Adolf Hitler, Mein Kampf

Rückblick

Wir schreiben das Jahr 1944, wenige Wochen nach dem gescheiterten Stauffenberg-Attentat: In seiner Gestapo-Zelle im Keller des Reichssicherheitshauptamtes in Berlin denkt der ehemalige Abwehroffizier Hans Oster an die Ereignisse des Jahres 1938 zurück. Lange vor dem Bombenanschlag in der »Wolfsschanze« hatte es bereits Überlegungen zu einem Staatsstreich gegeben, er, Hans Oster, hatte für einen kurzen Augenblick die Fäden hierzu in den Händen gehalten. Während er Befragungen und Folter durch die Gestapo über sich ergehen lassen muss, sieht er sich immer wieder der Frage gegenüber, ob und wann er etwas hätte unternehmen können. Erst auf dem Weg zu seiner Hinrichtung, buchstäblich in der letzten Minute seines Lebens, offenbart sich vor seinem geistigen Auge die Stunde, in der die Geschichte eines ganzen Kontinents, vielleicht der ganzen Welt, einen anderen Verlauf hätte nehmen können.

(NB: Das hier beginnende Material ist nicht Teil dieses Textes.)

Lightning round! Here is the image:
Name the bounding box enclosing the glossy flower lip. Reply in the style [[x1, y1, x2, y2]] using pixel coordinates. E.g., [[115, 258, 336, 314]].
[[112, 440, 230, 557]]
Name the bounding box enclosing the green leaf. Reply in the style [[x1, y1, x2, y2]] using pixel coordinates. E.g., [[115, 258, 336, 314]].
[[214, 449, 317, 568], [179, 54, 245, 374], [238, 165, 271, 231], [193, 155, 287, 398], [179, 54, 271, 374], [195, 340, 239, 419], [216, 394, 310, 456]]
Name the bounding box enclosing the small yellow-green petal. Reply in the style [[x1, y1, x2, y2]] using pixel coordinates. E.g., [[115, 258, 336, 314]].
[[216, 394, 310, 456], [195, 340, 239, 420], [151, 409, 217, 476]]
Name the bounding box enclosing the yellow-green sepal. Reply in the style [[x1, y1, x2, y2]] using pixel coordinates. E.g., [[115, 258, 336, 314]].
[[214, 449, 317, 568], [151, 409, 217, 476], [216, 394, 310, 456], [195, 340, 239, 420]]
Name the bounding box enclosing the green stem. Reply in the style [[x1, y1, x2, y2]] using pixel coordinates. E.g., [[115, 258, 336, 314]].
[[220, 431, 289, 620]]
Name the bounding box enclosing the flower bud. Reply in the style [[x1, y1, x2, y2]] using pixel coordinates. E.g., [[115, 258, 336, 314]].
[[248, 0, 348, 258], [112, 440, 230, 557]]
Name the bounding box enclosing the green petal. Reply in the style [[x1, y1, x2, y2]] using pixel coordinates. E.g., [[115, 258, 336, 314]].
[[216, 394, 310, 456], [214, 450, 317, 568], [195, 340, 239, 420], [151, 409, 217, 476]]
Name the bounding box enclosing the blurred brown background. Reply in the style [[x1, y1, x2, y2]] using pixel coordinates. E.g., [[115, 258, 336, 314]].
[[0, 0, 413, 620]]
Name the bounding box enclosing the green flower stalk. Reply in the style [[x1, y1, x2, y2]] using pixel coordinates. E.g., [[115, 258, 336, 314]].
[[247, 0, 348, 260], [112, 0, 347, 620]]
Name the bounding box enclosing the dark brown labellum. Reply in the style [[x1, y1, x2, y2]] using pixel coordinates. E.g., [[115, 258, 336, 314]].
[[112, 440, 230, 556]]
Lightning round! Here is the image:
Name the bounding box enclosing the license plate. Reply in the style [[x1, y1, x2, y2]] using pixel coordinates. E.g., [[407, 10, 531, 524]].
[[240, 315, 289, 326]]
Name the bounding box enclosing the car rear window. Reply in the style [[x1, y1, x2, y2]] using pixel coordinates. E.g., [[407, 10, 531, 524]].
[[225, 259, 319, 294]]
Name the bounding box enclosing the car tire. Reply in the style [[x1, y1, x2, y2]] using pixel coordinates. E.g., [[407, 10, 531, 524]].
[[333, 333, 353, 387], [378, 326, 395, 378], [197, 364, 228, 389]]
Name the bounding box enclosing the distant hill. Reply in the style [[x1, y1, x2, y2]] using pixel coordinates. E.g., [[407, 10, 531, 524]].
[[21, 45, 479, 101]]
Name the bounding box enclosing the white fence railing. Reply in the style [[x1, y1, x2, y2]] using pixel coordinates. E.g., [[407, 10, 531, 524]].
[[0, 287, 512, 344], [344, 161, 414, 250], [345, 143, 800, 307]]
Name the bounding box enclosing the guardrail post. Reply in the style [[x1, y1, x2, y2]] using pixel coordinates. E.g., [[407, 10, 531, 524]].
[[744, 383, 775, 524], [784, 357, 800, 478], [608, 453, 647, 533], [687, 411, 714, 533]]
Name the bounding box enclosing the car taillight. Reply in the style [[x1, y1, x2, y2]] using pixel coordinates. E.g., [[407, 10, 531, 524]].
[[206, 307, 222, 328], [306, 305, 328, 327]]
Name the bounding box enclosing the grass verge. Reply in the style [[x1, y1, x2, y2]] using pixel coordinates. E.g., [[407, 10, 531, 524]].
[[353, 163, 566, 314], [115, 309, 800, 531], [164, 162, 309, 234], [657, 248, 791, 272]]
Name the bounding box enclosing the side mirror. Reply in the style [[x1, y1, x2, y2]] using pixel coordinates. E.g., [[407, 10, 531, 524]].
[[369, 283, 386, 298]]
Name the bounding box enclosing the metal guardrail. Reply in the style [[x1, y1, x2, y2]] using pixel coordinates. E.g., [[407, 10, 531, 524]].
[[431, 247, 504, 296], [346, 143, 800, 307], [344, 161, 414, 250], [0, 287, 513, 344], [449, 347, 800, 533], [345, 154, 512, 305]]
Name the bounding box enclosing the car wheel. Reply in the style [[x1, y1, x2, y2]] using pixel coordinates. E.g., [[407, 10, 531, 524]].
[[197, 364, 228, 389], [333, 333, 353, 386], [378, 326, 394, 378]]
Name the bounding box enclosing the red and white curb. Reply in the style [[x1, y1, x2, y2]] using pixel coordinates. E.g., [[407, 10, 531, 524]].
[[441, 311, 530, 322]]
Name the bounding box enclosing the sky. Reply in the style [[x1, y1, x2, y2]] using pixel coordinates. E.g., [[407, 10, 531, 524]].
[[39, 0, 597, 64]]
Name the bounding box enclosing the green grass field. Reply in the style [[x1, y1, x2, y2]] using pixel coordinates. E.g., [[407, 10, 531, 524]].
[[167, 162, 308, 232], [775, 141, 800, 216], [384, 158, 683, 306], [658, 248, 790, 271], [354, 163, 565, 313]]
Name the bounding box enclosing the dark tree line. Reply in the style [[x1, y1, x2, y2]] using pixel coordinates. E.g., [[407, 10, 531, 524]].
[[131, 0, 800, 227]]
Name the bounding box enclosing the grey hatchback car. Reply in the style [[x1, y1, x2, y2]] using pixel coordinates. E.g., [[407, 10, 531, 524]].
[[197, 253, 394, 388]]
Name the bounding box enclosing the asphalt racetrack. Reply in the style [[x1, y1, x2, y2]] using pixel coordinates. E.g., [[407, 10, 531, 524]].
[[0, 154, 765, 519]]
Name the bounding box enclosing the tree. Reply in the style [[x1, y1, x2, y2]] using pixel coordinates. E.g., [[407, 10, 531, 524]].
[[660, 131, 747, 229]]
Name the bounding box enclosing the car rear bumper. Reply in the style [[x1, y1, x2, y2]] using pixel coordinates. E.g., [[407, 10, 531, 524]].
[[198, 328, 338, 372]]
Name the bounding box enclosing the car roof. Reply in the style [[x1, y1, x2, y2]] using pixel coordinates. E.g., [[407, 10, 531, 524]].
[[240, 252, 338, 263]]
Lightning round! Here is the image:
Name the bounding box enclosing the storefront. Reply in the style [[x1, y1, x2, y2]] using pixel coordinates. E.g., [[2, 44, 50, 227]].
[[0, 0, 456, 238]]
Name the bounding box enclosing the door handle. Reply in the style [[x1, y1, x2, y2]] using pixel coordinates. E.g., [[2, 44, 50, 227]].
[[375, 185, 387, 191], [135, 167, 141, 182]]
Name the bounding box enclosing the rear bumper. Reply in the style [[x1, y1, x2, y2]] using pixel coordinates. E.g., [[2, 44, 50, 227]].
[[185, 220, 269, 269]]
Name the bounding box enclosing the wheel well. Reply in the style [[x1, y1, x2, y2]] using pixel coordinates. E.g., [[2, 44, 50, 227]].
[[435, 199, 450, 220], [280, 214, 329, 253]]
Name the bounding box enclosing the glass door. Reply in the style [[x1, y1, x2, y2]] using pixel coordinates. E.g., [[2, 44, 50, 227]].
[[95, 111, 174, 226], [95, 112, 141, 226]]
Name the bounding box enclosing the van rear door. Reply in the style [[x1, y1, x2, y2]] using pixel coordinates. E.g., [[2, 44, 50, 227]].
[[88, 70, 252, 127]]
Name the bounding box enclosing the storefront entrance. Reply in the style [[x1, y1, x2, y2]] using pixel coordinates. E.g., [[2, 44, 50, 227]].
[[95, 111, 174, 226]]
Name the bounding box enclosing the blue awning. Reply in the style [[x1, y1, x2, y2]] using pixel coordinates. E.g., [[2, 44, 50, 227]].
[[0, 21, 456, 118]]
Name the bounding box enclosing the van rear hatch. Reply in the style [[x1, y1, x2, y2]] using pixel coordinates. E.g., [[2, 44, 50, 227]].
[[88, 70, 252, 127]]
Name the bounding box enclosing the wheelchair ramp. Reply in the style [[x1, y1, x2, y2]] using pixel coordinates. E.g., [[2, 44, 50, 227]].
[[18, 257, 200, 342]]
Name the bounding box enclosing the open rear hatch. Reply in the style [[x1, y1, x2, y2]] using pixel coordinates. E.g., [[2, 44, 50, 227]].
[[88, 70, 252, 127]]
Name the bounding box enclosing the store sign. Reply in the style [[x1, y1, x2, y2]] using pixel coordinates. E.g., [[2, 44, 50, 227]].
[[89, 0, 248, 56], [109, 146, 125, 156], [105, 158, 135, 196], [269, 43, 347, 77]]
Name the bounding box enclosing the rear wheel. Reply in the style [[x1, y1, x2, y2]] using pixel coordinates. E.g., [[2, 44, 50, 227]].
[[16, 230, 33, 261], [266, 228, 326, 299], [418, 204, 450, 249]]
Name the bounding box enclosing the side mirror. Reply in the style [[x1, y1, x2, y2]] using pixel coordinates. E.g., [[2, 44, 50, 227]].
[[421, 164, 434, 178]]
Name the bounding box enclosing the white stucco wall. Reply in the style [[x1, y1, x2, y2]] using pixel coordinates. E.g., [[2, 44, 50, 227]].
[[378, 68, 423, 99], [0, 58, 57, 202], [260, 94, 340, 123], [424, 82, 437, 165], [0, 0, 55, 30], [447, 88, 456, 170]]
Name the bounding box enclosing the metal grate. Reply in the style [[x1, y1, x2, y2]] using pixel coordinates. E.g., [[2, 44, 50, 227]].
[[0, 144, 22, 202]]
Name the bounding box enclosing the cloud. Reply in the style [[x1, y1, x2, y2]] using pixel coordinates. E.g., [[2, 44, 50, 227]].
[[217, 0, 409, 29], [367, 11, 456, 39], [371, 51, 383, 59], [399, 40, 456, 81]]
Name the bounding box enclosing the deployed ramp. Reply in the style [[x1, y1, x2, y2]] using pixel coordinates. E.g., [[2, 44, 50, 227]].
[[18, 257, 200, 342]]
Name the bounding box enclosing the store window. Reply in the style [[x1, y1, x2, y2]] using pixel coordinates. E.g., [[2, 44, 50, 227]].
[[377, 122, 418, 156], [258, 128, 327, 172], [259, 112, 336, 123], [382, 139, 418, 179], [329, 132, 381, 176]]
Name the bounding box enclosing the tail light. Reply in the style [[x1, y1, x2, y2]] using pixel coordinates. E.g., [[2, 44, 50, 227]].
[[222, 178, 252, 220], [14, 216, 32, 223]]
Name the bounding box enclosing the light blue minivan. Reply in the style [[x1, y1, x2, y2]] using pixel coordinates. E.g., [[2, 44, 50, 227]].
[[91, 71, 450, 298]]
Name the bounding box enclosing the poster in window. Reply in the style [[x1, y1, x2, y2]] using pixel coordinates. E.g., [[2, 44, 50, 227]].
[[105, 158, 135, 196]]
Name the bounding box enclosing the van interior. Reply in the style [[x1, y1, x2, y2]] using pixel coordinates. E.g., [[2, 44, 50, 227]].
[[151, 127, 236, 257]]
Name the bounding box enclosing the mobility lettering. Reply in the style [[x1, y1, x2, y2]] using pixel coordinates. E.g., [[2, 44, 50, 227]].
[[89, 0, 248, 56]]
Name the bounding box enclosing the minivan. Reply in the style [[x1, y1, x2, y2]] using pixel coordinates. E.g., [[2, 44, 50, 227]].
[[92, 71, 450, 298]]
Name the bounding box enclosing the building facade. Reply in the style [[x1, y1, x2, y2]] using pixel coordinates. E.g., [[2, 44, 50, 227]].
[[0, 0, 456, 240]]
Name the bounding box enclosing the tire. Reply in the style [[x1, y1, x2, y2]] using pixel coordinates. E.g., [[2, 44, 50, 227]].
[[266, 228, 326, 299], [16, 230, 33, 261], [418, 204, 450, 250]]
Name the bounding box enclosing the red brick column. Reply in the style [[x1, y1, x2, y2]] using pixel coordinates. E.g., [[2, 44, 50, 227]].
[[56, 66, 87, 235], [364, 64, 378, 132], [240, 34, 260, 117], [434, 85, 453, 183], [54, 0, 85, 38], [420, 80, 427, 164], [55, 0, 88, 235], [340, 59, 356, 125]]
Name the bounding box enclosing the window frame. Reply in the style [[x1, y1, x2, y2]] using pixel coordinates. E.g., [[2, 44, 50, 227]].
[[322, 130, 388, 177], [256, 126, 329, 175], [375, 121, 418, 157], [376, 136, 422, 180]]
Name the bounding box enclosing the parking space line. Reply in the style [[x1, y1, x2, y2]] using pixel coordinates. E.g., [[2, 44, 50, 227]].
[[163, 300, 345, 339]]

Durch eine mutmaßliche Intrige der SS gegen die Spitze der obersten Heeresführung sah sich Hans Oster noch vor Ausbruch des Krieges dazu veranlasst, Stellung gegen den nationalsozialistischen Staat zu beziehen. Aus seiner anfänglich begrenzten Bemühung, Oberbefehlshaber Werner von Fritsch im Amt zu halten, wurde bald ein entschlossener Widerstand gegen das System als solches. Im Verlauf des Frühlings und Sommers 1938 gelang es Oster, weitere Gleichgesinnte um sich zu scharen, die mit den Verhältnissen im Deutschen Reich unzufrieden waren. Doch vor allem anderen einte eines die ansonsten sehr heterogene Gruppe der Verschwörer: die Angst vor einem neuen großen europäischen Krieg.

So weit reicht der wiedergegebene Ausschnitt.